It’s a time of uncertainty in the music business. Caught between risking some off-the-wall experiment or cranking out “Listen As I Repeat Myself”, artists and their art drift toward the half-hearted. Refreshingly, Sarah Harmer just digs deeper and discovers, with each new album, elements of a voice that can last.
Unlike her previous two discs — polished marvels of reflective pop in their own right — I’m A Mountain finds Harmer returning to the folk-grass settings of her solo debut. The growth since that creditable first bow is striking. The framework remains traditional, but the spirit is understated newgrass, with better melodies. From the taut instrumental work of her acoustic band on the rollicking passages (“Luther’s Got The Blues”, the propulsive breaks in “I’m A Mountain”) to the sensuous sway of the quitter dances (“Oleander” and the delicious French treat “Salamandre”), the music is consistently engaging and ageless. Yet Harmer’s environmental concern, which serves as a thematic cornerstone to this project, provides a level of immediacy as well.
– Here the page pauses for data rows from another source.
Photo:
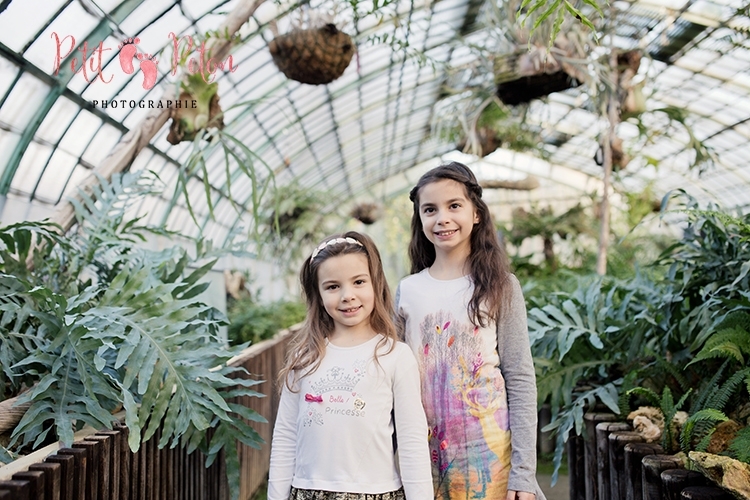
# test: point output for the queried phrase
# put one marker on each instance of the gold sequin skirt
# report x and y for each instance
(298, 494)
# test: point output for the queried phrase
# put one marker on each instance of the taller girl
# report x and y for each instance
(463, 314)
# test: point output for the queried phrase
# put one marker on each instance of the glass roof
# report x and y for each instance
(362, 133)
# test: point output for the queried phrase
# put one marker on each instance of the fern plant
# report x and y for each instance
(740, 446)
(101, 324)
(668, 409)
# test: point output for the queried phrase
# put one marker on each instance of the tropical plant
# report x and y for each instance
(294, 221)
(679, 330)
(101, 324)
(251, 321)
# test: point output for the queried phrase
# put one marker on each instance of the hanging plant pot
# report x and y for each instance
(525, 75)
(187, 121)
(619, 158)
(486, 142)
(314, 56)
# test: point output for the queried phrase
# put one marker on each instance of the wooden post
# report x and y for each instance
(617, 477)
(675, 480)
(545, 443)
(52, 478)
(634, 453)
(602, 455)
(653, 465)
(590, 421)
(36, 483)
(67, 464)
(19, 490)
(705, 493)
(576, 468)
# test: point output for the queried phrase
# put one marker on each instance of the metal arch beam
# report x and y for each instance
(101, 32)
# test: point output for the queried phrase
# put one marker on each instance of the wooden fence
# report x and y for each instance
(100, 465)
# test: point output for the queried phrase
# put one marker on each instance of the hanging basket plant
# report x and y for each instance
(314, 55)
(188, 121)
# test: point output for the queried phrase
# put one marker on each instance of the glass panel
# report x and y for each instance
(57, 120)
(24, 101)
(32, 164)
(73, 22)
(22, 20)
(55, 176)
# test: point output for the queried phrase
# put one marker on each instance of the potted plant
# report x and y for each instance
(100, 324)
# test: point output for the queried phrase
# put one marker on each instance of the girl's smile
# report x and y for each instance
(348, 297)
(447, 216)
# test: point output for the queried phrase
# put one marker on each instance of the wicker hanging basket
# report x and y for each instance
(315, 56)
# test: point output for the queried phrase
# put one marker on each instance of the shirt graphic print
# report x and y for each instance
(467, 411)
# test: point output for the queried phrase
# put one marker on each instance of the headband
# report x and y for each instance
(334, 241)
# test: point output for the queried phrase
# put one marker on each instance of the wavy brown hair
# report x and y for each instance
(488, 261)
(307, 345)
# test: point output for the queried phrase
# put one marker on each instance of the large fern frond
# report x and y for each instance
(709, 416)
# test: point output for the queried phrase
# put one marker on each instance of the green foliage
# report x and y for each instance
(730, 340)
(101, 324)
(739, 449)
(676, 119)
(251, 321)
(238, 160)
(709, 415)
(541, 12)
(293, 222)
(677, 326)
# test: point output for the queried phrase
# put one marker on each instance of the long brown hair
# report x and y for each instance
(488, 261)
(307, 346)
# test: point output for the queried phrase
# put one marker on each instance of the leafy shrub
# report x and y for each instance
(251, 321)
(677, 327)
(93, 322)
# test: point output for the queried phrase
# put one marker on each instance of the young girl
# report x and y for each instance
(348, 385)
(463, 314)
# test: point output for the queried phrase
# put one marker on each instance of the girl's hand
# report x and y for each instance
(520, 495)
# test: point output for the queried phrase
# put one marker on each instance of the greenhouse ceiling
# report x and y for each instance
(363, 133)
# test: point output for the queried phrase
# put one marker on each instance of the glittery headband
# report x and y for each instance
(334, 241)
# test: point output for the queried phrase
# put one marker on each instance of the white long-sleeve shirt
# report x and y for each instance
(335, 432)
There’s also a lovely cover of Dolly Parton’s “Will He Be Waiting For Me?”, and though Harmer may lack its author’s peerless range, she delivers a version with her own sense of the singer’s charge. Such vocal sensitivity is also evident in the way she prepares, with beautifully melodic lines and tasteful grace notes, the dramatic half-spoken codas of “Goin’ Out” and “How Deep In The Valley”. Such never-mannered craft sets this singer apart from all but a few of her contemporaries.